Anheuser-Busch InBev: The Case For A Dividend Cut

by The Compound Investor

Anheuser-Busch InBev (BUD) has been involved in three deals that have topped $20b in the past decade – the most recent being last year’s buy-out of SABMiller. As a result, total balance sheet debt levels have ballooned well beyond the $100b mark here. To deal with that, I briefly mentioned the prospect of a dividend cut in that linked post from 2016. A large proportion of shareholders are understandably not too keen on that idea, though the company seems open to it. For what it is worth I am also on board with the plan. In fact, I would happily welcome a cut at this point.

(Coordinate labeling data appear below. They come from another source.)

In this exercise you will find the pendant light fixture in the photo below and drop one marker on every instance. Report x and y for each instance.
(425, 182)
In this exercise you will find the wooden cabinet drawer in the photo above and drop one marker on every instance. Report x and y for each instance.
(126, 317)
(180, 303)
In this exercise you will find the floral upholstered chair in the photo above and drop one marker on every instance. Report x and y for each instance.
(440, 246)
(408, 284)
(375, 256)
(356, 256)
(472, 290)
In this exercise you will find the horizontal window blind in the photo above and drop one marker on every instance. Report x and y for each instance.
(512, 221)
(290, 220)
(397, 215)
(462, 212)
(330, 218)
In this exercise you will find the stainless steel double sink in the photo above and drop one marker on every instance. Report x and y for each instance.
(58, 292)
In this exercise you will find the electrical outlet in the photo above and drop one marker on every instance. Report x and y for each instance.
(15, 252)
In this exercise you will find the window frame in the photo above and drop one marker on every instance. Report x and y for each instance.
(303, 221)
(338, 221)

That may seem an odd statement for a guy who blogs about dividend stocks. To better explain why, let’s first consider the company’s overall cashflow situation with respect to the cost of its debt. As it stands, the total debt pile clocks in at around $120b in gross terms. Call it $110b after netting out the $10b or so in cash and short-term investments on the balance sheet. According to the company’s 3Q17 results, the associated annual interest bill will clock in at somewhere in the 4% region. Quick math therefore puts it at somewhere in the $4.5b area in cash terms. Suffice to say, that is a lot of money to save!

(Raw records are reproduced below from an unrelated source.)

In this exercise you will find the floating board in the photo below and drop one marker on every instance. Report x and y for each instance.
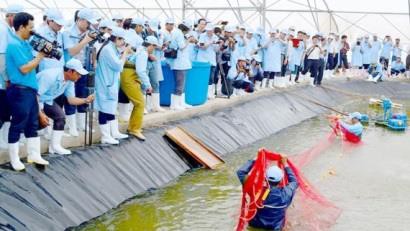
(194, 147)
(379, 102)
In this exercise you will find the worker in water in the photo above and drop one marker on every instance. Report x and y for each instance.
(272, 215)
(352, 125)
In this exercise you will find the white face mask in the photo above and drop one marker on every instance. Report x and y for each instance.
(107, 35)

Just to put that figure into some context, analysts currently have EBITDA coming in at around $22b for FY17. We will hopefully see some gains from the SABMiller deal coming through soon, the result of which would put annual EBITDA in the $25b region by FY19. Now, management’s long-term net debt target is circa 2x EBITDA. Let’s call it $50b in nominal terms based on the above estimate of FY19 EBITDA. On that basis, the company needs to achieve around $60b in net debt reduction to hit its leverage target. That is obviously a heck of a lot of debt to cut!

Debt Reduction

Now, the company probably throws of surplus cash of just over $5b by the end of FY19. I arrive at that number after stripping out interest, taxes, capital expenditure and the current level of dividend spending. Back of the envelope math puts that at less than 10% of its total debt reduction target. It would take over a decade for the company to hit its goal absent asset sales or dividend cuts. Cutting the dividend in half, which would leave a token yield of 1.9% based on the current share price, might well ruffle a few feathers, but it would also boost that annual surplus cash figure to almost $10b.

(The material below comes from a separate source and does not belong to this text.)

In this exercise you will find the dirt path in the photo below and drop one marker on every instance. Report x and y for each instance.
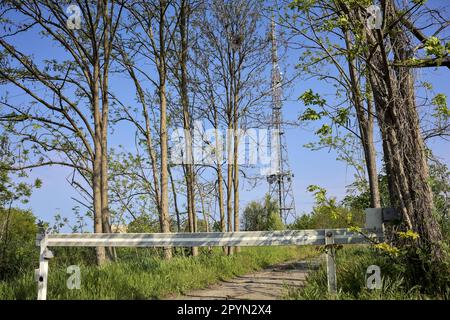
(267, 284)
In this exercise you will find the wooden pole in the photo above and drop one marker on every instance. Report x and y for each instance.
(42, 272)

Here’s where a rapid debt reduction strategy becomes slightly more appealing to shareholders. In terms of annual interest expense, we are looking at around $2.4b if we use 2017 interest rates and $60b in net debt. That represents potential annual savings of around $2b compared to the company’s current level of interest expense. In terms of the bottom line, we would be looking at a tailwind of around 15% based on analyst estimates for FY18 earnings. Seeing that cash go into shareholder pockets rather than bondholders’ pockets seems to be a prize worth going for, even if it does require shorter-term sacrifices in order to get there quickly.